Inhibition of glycogen synthase kinase-3 (GSK3) promotes the neural differentiation of full-term amniotic fluid-derived stem cells towards neural progenitor cells

• The GSK3 inhibitor SB216763 promotes the self-renewal of CD117-positive hAFS cells.
• The GSK3 inhibitor SB216763 promotes the direct differentiation of CD117-positive hAFS cells towards neural precursor cells.
• This study provides a new protocol for hAFS cells to commit efficiently into a neural fate within a short period of time.

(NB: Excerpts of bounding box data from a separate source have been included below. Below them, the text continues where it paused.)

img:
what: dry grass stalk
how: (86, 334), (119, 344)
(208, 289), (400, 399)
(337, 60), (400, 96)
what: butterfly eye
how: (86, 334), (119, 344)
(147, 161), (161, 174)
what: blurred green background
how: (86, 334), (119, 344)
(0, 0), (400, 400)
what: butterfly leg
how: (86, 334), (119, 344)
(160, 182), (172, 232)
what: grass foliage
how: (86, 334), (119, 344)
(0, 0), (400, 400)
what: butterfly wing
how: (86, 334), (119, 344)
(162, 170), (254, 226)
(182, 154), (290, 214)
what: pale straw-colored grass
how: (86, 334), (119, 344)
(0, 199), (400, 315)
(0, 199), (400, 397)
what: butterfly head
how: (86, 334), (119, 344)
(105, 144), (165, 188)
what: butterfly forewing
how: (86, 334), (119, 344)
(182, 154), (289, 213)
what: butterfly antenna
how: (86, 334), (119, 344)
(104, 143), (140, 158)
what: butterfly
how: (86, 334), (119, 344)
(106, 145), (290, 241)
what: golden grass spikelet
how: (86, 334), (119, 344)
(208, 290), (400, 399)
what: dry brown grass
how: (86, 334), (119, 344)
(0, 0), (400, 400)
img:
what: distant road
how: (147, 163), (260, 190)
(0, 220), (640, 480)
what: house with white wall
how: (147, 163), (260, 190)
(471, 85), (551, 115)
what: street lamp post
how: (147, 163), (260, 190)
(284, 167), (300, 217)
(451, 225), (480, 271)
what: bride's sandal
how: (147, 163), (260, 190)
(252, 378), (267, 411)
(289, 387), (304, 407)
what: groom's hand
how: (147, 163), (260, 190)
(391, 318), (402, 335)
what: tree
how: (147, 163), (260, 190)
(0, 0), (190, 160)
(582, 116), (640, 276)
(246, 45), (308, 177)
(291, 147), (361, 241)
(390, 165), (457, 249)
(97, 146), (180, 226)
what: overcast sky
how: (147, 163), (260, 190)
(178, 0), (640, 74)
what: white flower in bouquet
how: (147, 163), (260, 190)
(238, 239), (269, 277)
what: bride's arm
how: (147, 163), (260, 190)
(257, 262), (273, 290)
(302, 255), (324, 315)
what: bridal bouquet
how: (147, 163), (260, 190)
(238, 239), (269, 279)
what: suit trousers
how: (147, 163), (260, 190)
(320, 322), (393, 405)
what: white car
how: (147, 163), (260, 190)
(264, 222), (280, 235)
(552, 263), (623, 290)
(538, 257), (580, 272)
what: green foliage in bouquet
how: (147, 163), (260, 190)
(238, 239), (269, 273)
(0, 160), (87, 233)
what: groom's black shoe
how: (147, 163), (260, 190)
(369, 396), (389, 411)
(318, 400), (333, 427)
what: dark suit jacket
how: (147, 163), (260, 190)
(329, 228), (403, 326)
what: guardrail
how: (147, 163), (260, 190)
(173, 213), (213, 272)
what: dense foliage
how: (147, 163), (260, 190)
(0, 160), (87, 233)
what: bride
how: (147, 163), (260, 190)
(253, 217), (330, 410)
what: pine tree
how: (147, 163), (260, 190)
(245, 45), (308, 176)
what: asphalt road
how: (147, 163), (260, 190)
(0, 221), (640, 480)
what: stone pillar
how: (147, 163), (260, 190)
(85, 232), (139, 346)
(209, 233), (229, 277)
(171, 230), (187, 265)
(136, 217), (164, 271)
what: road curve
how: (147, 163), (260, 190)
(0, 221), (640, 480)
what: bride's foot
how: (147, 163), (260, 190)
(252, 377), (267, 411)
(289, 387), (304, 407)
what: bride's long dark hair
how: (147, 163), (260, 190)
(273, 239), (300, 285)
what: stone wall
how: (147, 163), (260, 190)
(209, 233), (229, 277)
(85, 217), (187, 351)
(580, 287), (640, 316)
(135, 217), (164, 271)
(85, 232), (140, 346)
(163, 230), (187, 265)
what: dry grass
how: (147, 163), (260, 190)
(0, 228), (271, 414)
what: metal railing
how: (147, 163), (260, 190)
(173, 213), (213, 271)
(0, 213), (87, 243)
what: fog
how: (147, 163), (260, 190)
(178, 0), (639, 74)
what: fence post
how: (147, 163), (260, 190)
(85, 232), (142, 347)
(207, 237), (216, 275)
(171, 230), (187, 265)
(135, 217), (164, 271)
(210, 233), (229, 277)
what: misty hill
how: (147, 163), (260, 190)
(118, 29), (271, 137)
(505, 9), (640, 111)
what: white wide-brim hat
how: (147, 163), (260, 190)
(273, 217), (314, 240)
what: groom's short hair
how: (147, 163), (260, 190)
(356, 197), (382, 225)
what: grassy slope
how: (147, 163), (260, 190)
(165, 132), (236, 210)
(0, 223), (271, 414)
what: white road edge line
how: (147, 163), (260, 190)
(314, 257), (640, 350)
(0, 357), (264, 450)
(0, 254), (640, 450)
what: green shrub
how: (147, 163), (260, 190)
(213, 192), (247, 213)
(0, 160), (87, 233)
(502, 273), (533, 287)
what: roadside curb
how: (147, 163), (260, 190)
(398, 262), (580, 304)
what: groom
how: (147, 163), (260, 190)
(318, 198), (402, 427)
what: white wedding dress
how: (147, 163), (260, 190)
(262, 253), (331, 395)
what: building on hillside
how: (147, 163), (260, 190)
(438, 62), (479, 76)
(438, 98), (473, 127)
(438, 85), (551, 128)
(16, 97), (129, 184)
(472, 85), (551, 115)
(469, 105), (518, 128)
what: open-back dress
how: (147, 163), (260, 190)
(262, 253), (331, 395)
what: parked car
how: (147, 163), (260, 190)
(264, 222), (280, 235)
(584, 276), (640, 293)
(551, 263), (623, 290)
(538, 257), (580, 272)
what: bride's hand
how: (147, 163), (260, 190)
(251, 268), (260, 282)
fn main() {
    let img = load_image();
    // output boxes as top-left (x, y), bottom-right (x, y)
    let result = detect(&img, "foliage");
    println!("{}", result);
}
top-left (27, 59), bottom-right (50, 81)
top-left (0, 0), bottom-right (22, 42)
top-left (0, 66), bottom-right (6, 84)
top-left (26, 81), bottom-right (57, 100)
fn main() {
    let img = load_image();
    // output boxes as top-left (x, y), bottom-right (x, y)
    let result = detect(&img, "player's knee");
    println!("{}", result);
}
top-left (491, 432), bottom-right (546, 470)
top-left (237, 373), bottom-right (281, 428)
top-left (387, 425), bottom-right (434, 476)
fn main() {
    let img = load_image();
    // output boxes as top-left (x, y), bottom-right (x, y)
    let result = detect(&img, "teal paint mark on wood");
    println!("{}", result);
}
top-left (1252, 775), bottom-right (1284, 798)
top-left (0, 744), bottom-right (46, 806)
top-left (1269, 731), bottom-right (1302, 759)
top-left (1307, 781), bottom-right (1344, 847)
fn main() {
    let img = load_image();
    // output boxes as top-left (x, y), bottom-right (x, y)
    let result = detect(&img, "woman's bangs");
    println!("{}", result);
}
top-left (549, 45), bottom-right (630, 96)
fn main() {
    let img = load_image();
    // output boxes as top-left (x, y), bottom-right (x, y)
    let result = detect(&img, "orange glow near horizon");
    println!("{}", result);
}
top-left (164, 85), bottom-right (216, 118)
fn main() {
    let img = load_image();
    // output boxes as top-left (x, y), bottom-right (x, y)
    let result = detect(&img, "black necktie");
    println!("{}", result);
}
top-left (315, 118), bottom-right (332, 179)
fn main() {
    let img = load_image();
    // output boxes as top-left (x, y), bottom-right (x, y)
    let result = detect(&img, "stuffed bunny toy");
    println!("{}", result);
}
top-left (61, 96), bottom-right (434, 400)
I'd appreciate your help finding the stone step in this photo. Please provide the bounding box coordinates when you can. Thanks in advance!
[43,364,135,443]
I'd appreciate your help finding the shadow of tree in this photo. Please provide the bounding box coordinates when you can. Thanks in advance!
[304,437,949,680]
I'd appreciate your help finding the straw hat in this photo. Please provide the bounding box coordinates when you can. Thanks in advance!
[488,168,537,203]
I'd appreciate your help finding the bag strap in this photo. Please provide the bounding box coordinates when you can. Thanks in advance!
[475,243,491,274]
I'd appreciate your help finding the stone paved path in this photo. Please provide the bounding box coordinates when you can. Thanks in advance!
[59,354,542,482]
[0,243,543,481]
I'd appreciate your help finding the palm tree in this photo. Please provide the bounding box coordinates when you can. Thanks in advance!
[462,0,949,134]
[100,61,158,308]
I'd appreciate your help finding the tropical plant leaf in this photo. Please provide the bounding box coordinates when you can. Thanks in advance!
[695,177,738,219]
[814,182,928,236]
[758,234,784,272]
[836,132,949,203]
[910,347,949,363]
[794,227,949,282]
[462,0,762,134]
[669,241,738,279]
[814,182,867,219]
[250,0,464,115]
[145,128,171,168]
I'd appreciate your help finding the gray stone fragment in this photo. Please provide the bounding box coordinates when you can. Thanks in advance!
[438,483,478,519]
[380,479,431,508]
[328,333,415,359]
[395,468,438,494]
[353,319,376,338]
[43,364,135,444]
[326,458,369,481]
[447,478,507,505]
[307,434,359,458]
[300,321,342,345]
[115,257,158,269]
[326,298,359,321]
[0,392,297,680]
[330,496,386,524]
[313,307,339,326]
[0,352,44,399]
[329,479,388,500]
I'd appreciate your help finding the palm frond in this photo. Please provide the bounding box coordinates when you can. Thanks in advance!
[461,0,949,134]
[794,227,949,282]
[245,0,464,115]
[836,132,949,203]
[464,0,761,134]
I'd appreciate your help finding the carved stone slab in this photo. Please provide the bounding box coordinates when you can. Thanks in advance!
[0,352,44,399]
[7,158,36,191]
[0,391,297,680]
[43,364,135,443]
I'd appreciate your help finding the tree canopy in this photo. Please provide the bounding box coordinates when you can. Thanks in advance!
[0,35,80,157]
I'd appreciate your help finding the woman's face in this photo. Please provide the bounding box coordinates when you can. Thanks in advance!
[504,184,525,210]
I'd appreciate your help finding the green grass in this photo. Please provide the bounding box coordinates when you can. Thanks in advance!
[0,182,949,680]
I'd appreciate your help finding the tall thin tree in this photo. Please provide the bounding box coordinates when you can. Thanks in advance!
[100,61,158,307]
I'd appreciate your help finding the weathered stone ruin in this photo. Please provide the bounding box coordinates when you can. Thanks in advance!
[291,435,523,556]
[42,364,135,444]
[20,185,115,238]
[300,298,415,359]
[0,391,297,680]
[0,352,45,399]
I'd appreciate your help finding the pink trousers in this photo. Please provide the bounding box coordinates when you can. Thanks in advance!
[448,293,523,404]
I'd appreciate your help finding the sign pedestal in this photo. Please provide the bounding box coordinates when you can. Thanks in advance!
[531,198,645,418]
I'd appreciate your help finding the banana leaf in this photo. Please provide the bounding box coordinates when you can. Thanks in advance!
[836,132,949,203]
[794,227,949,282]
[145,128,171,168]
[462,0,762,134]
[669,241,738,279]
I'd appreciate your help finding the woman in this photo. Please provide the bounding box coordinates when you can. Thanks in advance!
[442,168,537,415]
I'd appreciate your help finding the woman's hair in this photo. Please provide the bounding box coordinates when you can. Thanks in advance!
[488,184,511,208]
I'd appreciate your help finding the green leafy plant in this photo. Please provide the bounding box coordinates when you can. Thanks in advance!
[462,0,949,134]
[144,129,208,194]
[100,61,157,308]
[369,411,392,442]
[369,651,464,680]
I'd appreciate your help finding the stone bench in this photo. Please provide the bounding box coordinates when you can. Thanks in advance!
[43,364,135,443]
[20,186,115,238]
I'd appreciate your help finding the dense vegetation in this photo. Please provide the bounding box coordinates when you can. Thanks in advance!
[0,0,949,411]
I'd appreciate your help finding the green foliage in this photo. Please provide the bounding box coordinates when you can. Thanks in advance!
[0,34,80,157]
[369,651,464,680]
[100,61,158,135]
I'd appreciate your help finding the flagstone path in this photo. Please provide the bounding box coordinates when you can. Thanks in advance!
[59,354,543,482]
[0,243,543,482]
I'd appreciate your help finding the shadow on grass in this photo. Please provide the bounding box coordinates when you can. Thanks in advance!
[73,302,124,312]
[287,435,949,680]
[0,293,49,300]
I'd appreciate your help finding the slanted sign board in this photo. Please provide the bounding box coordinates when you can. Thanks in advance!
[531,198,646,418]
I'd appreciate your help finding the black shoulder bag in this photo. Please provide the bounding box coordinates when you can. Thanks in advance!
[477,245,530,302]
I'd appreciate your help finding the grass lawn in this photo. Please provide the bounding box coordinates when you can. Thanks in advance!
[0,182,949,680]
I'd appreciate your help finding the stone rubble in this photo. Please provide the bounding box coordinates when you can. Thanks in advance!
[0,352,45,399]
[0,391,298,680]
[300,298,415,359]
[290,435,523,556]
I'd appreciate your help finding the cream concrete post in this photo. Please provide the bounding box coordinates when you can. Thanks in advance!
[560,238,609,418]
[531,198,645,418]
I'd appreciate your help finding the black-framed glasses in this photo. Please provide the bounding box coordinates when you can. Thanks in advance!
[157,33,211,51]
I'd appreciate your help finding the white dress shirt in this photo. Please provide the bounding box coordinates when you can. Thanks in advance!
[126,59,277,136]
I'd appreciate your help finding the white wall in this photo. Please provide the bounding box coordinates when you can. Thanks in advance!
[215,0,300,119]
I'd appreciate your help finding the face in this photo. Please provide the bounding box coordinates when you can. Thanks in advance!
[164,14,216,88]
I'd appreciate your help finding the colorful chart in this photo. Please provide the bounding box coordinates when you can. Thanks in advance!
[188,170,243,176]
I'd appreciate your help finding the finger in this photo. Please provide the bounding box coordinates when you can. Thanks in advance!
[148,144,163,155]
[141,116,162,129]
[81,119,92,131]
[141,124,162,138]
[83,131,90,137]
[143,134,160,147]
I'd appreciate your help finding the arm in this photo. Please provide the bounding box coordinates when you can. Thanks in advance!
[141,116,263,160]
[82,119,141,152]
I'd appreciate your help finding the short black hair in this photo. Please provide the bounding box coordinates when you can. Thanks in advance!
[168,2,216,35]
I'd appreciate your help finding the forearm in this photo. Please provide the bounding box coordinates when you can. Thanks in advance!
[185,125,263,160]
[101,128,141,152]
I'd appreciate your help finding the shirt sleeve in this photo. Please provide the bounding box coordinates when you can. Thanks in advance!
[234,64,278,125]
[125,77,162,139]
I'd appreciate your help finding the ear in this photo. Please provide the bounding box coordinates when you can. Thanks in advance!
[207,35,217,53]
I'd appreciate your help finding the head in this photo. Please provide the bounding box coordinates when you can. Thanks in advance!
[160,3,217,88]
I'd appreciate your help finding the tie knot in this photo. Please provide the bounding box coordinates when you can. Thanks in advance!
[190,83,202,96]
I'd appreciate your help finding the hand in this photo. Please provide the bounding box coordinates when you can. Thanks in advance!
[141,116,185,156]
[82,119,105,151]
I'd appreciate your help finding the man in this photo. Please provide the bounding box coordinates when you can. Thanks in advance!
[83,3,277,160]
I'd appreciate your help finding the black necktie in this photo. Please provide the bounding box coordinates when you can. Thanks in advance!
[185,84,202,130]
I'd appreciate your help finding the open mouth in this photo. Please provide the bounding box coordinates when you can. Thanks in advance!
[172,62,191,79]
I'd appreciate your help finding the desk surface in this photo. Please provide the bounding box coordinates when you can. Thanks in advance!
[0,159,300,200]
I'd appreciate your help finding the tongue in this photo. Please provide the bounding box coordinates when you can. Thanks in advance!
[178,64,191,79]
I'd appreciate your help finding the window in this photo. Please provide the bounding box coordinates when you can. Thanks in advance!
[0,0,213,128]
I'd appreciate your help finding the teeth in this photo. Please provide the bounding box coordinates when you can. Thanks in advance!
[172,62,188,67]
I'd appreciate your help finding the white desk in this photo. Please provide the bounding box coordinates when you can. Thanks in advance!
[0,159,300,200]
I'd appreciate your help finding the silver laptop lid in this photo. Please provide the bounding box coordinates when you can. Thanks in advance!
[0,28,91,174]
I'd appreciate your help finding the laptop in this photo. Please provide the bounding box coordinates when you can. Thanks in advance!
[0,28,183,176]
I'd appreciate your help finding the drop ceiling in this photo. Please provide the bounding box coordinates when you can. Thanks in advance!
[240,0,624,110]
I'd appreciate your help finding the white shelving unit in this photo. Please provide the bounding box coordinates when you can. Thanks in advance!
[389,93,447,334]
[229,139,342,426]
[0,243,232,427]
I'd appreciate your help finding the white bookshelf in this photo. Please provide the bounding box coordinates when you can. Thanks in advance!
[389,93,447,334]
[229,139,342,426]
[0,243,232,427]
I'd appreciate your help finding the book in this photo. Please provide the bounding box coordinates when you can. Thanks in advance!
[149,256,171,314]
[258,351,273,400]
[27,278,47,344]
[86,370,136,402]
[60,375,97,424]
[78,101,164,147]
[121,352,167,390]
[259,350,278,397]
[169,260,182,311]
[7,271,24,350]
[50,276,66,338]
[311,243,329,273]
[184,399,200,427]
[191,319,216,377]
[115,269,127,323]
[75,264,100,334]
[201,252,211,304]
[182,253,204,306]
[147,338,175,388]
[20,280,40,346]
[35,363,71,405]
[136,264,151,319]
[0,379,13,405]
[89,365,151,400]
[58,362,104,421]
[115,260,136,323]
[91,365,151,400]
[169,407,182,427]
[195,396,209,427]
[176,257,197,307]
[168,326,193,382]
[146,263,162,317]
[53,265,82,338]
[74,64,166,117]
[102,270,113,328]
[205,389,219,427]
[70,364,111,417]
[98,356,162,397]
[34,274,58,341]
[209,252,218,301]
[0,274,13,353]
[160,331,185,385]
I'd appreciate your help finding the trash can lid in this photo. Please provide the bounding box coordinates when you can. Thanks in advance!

The amniotic fluid has a heterogeneous population of cells. Some human amniotic fluid-derived stem (hAFS) cells have been shown to harbor the potential to differentiate into neural cells. However, the neural differentiation efficiency of hAFS cells remains low. In this study, we isolated CD117-positive hAFS cells from amniotic fluid and then examined the pluripotency of these cells through the formation of embryoid bodies (EBs). Additionally, we induced the neural differentiation of these cells using neuroectodermal medium. This study revealed that the GSK3-beta inhibitor SB216763 was able to stimulate the proliferation of CD117-positive hAFS cells without influencing their undifferentiated state. Moreover, SB216763 can efficiently promote the neural differentiation of CD117-positive hAFS cells towards neural progenitor cells in the presence of DMEM/F12 and N2 supplement. These findings provide an easy and low-cost method to maintain the proliferation of hAFS cells, as well as induce an efficacious generation of neural progenitor cells from hAFS cells. Such induction of the neural commitment of hAFS cells may provide an option for the treatment of neurodegenerative diseases by hAFS cells-based therapies.